What was most startling about Tucker Carlson’s recent trip to Russia wasn’t his obsequious interview with Vladimir Putin but his gushing days afterward over how wonderful a place Moscow is. But then again, he was a special guest of the country that invented Potemkin villages (even if the original story is dubious), and making sure he saw only good stuff must have been easy.

Imagine, for example, that you brought people to New York and made sure that all they saw was the Upper East Side near the Metropolitan Museum of Art. They’d come away with the impression that New York is a very clean, spiffy-looking city.

The truth is that while parts of Moscow offer a small elite an opulent lifestyle, Russia as a whole is more than a bit ramshackle. Around a fifth of homes don’t even have indoor toilets. For many Russians, life is poor, nasty, brutish and short: Life expectancy is substantially lower than in the United States, even though America’s life expectancy has fallen and lags that of other advanced countries.

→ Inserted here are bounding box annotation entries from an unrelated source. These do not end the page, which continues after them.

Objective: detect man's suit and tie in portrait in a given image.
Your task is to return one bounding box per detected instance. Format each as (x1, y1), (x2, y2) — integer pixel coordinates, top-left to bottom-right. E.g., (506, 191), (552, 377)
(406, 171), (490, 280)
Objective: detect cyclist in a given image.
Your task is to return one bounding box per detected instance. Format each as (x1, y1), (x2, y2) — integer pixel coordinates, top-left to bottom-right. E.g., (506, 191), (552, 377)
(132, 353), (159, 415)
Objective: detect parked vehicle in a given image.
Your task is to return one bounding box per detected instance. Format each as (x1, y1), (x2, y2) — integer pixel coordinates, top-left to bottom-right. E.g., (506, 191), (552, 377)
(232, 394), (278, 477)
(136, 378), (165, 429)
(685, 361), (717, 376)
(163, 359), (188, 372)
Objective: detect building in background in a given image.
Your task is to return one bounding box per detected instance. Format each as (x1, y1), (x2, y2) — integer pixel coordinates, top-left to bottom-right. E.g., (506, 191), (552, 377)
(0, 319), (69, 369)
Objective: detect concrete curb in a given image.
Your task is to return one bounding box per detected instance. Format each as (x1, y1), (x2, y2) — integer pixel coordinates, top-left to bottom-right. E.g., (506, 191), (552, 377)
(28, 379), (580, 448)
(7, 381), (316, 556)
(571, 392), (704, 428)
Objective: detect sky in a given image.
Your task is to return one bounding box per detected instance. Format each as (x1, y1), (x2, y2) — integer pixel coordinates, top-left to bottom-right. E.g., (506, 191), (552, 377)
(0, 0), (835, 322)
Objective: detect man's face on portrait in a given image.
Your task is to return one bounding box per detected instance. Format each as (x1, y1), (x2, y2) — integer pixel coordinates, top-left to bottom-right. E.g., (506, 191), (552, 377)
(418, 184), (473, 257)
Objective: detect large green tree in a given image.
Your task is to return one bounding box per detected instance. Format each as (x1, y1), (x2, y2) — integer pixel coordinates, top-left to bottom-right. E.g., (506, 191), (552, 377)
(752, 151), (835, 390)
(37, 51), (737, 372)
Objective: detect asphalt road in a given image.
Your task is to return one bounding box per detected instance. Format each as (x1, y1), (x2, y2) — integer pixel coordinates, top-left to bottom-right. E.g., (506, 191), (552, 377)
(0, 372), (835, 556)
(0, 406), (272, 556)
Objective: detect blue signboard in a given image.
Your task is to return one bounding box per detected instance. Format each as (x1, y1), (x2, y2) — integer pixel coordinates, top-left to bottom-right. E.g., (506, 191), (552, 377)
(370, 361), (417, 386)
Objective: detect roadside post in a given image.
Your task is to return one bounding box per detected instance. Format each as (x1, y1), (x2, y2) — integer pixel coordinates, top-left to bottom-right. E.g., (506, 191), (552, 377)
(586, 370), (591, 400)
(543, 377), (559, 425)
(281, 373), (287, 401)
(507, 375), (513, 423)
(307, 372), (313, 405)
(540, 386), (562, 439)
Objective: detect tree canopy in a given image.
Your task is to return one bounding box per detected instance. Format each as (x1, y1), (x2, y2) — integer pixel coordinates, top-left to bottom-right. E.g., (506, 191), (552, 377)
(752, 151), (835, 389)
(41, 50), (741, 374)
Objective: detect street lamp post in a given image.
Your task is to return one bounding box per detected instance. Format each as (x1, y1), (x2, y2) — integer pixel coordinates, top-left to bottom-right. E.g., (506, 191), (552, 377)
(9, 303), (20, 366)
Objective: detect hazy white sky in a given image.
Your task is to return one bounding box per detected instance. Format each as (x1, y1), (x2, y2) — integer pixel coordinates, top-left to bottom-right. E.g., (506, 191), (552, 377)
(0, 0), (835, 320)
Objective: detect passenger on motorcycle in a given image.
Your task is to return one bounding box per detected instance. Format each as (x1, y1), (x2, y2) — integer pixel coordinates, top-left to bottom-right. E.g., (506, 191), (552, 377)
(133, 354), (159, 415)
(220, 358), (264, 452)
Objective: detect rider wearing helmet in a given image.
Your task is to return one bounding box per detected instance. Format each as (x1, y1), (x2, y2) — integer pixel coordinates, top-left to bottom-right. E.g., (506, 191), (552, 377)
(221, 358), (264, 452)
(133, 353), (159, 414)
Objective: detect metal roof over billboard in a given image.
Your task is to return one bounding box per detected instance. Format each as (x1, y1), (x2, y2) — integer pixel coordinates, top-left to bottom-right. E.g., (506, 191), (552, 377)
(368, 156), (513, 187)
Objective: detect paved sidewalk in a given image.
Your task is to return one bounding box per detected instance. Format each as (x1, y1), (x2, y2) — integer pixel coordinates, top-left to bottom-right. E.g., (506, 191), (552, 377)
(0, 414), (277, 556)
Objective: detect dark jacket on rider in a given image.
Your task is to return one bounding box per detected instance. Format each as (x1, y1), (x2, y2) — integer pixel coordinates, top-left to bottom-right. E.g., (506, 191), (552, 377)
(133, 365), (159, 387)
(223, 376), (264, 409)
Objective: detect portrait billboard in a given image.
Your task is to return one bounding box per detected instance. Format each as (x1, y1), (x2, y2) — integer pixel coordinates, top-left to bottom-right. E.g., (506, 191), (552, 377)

Anyway, while praising Moscow, Carlson trashed American cities, especially New York, where, he said, “you can’t use your subway” because “it’s too dangerous.” No doubt, there are some New Yorkers afraid to take the subway. Somehow, however, there were around 1.7 billion riders each year before the pandemic — yes, I take the subway all the time — and ridership, though still depressed by the rise of working from home, has been recovering rapidly.

It’s possible, of course, that Carlson has never ridden the New York subway, or at least not since the days when New York had about six times as many homicides each year as it does nowadays. In this he might be like Donald Trump, who probably hasn’t flown commercial in decades, declaring the other day that America’s airports — which have annoyingly long lines at security but have far more amenities than they used to — make us look like a “third world nation.”

Oh, and while New York’s subway stations don’t have chandeliers like Moscow’s and sometimes do have rats, the system does its job and, as I’ve written, plays a hugely positive role in the life of the city.